Fiskobirlik, bir üretici örgütü kooperatif kuruluşudur. Ortağı olduğu fındık üreticisinin hak ve menfaatlerini korumak ve kollamakla mükelleftir. Karadeniz sahil şeridinde 50 kooperatifi, 7 kırma fabrikası, 1 gıda laboratuvarı, 1 toprak/yaprak ve su analiz laboratuvarı, 1 entegre fındık işleme tesisi, 200 bin ton kapasiteli fındık deposu, 10 fındık mamulleri fabrika satış mağazası, 55 marketi, yurt içinde 60 bayi, yurt dışında 5 temsilciliği, 3 anonim ve 1 limited şirketi ile hizmet vermektedir.

Kooperatiflerde istihdam ettiğimiz mühendis ve tekniker kadromuzla, tarımsal danışmanlık, iyi tarım uygulamaları, kaliteli ve verimi artırmaya yönelik yetiştiricilik, hasat ve harmanlama teknikleri konusunda üreticilere uygulamalı teknik danışmanlık hizmeti vermekteyiz. Bünyemizdeki sigorta şirketiyle, özellikle tarım sigortası ve diğer sigorta hizmetlerini de vermekteyiz.

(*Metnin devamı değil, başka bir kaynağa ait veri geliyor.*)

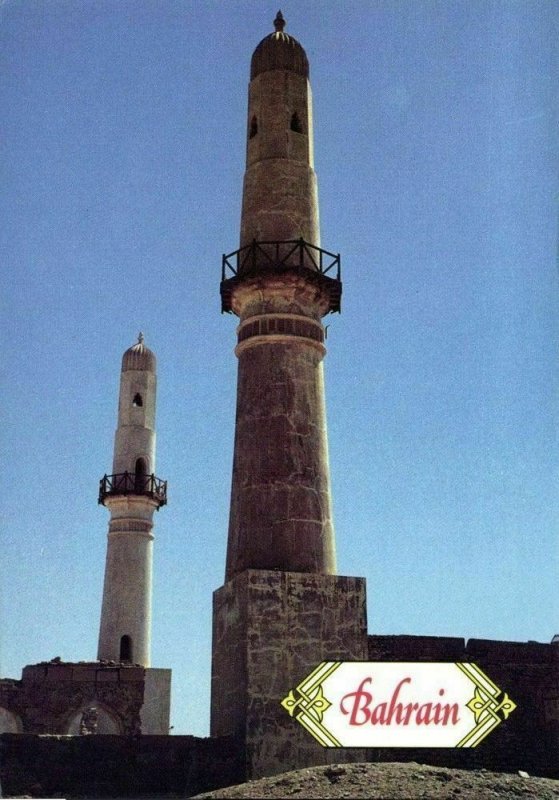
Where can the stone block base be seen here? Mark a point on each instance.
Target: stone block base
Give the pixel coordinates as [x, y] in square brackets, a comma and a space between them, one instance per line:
[270, 629]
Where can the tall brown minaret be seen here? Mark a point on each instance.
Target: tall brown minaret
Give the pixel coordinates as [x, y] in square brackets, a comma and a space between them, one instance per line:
[280, 284]
[283, 609]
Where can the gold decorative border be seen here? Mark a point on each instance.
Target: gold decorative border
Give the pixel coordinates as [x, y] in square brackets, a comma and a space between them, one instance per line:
[308, 705]
[485, 705]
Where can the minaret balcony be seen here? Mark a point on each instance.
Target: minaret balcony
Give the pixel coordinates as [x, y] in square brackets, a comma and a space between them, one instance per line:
[294, 255]
[125, 483]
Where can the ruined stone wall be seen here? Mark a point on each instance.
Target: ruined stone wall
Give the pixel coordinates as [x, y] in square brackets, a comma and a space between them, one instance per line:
[50, 697]
[527, 672]
[115, 766]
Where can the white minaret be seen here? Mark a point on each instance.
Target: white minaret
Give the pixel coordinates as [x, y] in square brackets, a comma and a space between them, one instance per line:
[132, 493]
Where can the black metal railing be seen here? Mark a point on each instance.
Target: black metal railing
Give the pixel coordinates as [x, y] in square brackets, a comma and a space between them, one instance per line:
[130, 483]
[293, 253]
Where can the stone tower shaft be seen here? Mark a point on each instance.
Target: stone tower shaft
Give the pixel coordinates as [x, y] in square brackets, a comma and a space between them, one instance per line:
[280, 283]
[132, 493]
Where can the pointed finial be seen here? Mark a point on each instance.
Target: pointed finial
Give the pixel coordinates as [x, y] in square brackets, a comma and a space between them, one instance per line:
[279, 22]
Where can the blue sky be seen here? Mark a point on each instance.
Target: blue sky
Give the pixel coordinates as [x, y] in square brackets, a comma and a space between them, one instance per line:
[437, 153]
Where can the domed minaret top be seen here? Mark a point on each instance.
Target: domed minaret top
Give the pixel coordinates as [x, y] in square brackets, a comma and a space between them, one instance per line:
[278, 50]
[139, 357]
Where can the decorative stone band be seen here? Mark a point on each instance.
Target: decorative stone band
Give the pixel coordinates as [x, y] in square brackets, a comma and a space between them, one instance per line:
[131, 526]
[278, 327]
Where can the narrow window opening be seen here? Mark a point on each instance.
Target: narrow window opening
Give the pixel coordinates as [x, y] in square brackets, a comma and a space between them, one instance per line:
[140, 475]
[126, 649]
[296, 123]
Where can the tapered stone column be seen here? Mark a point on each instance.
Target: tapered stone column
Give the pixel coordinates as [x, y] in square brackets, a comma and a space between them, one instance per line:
[282, 609]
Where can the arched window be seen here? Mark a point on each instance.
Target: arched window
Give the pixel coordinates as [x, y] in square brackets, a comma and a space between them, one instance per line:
[296, 123]
[126, 649]
[140, 472]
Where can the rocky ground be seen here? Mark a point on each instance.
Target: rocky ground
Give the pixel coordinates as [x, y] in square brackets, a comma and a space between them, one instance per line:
[396, 781]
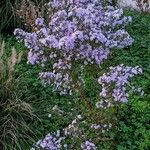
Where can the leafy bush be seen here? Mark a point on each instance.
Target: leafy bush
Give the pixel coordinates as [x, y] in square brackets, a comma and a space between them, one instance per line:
[86, 32]
[15, 114]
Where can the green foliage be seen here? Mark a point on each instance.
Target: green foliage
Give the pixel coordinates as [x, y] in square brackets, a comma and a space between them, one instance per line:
[16, 114]
[9, 19]
[133, 129]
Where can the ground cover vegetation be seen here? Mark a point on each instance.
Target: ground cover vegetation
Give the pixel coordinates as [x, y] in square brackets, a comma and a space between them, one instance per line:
[85, 120]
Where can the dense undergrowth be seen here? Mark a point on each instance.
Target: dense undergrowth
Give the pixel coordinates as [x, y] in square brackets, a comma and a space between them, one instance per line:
[133, 129]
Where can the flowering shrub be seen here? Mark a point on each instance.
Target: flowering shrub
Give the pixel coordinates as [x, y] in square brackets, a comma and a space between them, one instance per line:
[80, 31]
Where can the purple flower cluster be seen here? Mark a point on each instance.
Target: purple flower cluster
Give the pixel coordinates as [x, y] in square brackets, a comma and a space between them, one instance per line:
[116, 80]
[50, 142]
[87, 145]
[77, 30]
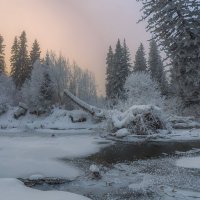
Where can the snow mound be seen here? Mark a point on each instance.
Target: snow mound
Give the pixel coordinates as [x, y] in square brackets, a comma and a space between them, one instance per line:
[58, 119]
[180, 122]
[189, 162]
[12, 189]
[140, 120]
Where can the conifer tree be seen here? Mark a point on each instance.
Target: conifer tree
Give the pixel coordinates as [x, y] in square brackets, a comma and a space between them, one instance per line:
[2, 56]
[176, 26]
[35, 52]
[24, 61]
[125, 67]
[140, 63]
[118, 69]
[117, 84]
[109, 73]
[14, 62]
[156, 67]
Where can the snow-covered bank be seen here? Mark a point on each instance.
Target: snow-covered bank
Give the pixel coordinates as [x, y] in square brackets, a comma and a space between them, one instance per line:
[58, 119]
[12, 189]
[24, 156]
[189, 162]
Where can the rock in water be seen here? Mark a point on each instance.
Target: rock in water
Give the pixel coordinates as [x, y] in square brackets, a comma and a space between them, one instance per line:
[95, 171]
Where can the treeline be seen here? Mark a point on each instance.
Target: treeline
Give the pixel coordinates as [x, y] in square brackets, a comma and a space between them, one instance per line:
[40, 81]
[175, 28]
[120, 67]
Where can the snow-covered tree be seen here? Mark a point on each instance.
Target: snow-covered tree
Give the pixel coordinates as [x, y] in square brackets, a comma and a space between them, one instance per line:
[20, 64]
[14, 61]
[37, 91]
[156, 67]
[83, 84]
[2, 55]
[109, 74]
[141, 89]
[176, 26]
[35, 52]
[140, 63]
[59, 75]
[7, 90]
[118, 68]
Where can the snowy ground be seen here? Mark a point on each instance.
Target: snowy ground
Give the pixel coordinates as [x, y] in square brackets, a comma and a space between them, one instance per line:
[12, 189]
[59, 119]
[53, 146]
[35, 155]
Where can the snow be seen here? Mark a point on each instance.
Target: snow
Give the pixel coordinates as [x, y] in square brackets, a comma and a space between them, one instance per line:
[189, 162]
[94, 168]
[26, 155]
[142, 182]
[121, 133]
[12, 189]
[58, 119]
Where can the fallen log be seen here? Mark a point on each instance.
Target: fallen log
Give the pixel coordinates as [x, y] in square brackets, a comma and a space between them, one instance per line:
[139, 119]
[94, 111]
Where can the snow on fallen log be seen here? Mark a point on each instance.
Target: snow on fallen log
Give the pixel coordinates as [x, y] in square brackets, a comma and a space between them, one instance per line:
[3, 109]
[140, 120]
[21, 111]
[180, 122]
[94, 111]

Fındık üreticisine, hem tarımsal yetiştiricilik danışmanlığı ve zirai girdi temini hem de hasat ve harmanlama sürecinde kaliteli fındık yetiştirmeye yönelik bilgilendirme, ücretsiz depolama imkânı, hasat öncesi kısmi avans ve zirai girdi verilmesi gibi birçok hizmeti kendi imkân ve kaynaklarımızla yerine getirmekteyiz. Bunun yanında, piyasada oluşan fiyatların üzerinde alım fiyatı uygulayarak da ekonomik yönden üreticimizi desteklemekteyiz.

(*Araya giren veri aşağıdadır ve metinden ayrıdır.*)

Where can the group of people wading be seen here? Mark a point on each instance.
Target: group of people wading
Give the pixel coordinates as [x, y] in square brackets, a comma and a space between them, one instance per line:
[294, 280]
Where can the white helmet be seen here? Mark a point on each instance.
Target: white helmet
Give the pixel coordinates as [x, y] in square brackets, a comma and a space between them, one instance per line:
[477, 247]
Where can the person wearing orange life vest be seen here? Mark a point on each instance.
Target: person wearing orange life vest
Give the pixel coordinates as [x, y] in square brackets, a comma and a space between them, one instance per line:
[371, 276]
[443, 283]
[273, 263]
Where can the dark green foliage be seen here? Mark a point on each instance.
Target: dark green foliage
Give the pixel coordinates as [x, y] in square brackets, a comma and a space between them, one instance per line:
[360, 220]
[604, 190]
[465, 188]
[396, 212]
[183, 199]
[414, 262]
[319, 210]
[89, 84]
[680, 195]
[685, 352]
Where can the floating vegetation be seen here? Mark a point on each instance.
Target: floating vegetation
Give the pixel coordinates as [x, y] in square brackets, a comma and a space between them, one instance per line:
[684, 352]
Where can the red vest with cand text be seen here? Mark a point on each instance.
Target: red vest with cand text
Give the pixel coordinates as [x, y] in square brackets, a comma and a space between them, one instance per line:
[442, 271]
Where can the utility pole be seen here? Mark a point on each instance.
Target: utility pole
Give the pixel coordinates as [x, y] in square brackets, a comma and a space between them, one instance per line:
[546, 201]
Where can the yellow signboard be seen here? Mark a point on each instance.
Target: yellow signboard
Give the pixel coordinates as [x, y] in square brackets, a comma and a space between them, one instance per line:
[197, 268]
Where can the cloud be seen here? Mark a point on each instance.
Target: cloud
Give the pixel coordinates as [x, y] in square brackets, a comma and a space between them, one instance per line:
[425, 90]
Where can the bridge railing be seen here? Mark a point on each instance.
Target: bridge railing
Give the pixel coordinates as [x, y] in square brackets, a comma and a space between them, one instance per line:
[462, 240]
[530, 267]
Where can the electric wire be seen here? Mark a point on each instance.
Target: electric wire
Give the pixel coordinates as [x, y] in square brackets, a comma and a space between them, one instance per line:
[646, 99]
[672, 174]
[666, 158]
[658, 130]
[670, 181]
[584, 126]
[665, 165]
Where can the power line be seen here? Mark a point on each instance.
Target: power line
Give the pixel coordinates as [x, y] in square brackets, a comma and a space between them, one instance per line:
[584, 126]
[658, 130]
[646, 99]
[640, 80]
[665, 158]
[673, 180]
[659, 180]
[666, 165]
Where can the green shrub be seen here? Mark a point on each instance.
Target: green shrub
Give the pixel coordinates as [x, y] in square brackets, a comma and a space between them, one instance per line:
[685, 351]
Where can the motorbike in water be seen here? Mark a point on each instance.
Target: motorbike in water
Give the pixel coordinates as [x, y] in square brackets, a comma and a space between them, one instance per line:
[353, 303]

Nuga markasını oluşturdunuz ve katma değerli ürünler üretip, satıyorsunuz. Buradaki çalışmalarınız nasıl gidiyor? Ciro anlamında mevcut durum ve hedefleriniz neler? İhracat söz konusu mu?

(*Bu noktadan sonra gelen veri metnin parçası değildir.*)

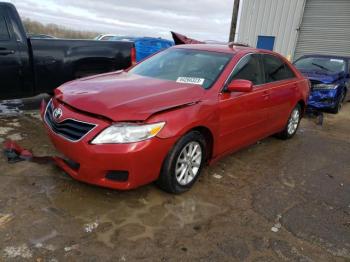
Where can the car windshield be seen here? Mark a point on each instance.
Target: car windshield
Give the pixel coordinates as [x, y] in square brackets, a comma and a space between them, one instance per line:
[326, 64]
[184, 66]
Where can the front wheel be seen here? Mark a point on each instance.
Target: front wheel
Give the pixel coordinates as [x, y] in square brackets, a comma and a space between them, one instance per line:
[183, 164]
[292, 124]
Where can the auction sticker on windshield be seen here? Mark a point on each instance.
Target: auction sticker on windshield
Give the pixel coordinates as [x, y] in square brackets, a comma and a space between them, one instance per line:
[190, 80]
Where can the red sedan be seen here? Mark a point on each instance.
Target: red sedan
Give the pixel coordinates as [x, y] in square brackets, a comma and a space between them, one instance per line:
[168, 116]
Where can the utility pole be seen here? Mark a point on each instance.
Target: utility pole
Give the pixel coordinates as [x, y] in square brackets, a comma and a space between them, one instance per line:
[234, 20]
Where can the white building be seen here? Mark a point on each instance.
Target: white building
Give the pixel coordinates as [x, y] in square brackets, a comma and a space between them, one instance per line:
[295, 27]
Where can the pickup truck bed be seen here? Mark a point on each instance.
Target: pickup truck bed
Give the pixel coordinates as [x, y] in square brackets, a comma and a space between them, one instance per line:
[33, 66]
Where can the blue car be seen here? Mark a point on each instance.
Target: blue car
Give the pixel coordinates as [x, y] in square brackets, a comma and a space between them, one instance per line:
[330, 80]
[145, 46]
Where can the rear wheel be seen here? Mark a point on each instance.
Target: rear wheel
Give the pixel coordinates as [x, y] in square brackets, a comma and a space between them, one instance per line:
[292, 124]
[183, 164]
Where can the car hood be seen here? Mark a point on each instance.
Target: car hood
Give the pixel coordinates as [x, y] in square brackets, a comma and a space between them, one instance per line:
[122, 96]
[323, 77]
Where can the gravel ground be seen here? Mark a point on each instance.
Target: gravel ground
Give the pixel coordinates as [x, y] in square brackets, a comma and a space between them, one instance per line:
[273, 201]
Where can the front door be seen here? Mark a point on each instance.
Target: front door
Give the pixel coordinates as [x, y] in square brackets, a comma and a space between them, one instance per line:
[10, 64]
[243, 116]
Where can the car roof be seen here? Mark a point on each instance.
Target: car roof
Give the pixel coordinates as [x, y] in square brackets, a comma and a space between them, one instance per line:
[323, 55]
[223, 48]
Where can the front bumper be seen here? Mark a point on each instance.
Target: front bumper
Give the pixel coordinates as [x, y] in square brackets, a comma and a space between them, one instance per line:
[323, 99]
[141, 161]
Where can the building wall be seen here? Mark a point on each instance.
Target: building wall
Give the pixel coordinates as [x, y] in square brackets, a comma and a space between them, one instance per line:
[278, 18]
[325, 28]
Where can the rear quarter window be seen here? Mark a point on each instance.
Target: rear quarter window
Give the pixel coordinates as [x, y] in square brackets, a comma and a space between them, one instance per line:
[4, 33]
[276, 69]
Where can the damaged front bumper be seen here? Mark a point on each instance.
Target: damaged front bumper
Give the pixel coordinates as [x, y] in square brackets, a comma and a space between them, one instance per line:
[117, 166]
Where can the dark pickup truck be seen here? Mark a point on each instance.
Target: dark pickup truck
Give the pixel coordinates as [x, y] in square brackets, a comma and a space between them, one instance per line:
[30, 66]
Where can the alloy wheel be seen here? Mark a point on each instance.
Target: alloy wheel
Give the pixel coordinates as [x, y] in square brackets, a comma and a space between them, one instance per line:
[188, 163]
[293, 121]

Fiskobirlik Nuga markamızı 2008 yılında tescil ettirdik. 2010 yılına kadar da Ar-Ge çalışmamız sürdü. Çünkü piyasaya arz edeceğimiz ürünün tat, lezzet ve kalitesi yanında, güvenli gıda şartlarını da taşıması gerektiğine inanıyoruz. Fiskobirlik kalite ve itibarına gölge düşürecek reçete ve uygulamalardan özellikle kaçınmaktayız.

Bunun için de tüm ürünlerimizde trans yağ ve palm yağı kullanmıyoruz. Bizim için öncelik, ciro ve sirkülasyondan ziyade köklü marka yaratarak ürünlerimizin piyasada aranan/tercih edilen ürünler olmasını sağlamaktır. Fiskobirlik olarak, ürün gamımızda 30 çeşit ürün bulunmaktadır. Bunların birçoğu 70-75 yıllık maziye sahiptir. Son beş yıllık cirolara bakıldığında, mamul satışlarının 20 milyon liradan 90 milyon TL'ye çıktığını, önümüzdeki birkaç yıl içinde ise 150-170 milyon TL'yi hedeflediğimizi rahatlıkla söyleyebilirim.

Bunun için de kapasite artırımıyla ilgili yatırım planlarımız yapıldı. Kısa sürede uygulamaya geçireceğiz. Tüm ürünlerimiz, talep durumuna göre yurt dışına ihraç edilmektedir. Yurt dışından özel istekle gelen siparişleri de karşılamaktayız. Örneğin, geçmişte ABD'deki bir müşterimiz fındık ezmesinin kakaolu şeklini talep etmişti. Bizde bu talebi karşıladık. Bu ürünümüz de halen iç piyasada satılmaktadır.

TKDK olarak bizler de bölgedeki İl Koordinatörlüklerimiz aracılığıyla fındık üreticilerine ve tesislere destekler sunuyoruz. Bu desteklerin fındık üreticileri bakımından önemi nedir?

Tarım ve Kırsal Kalkınmayı Destekleme Kurumunun (TKDK) Ordu ve Giresun illerindeki şubeleriyle sürekli temas halindeyiz. Web sitesinden de gelişmeleri takip ediyoruz. Fındık üretim tesislerinin desteklenmesi üretici açısından son derece önemlidir. Çok sayıda ürün alıcısı olması, kalite ve rekabeti doğurmakla birlikte, üreticiye de alternatif oluşturmaktadır. Ancak şunu ifade etmeden geçemeyiz. TKDK'nin fındık işleme, kavurma ve fındıklı çikolata sanayisine de destek vermesi ve proje limitlerini artırması gerekmektedir. Hem markalaşma hem de istihdam açısından bu çok önemlidir.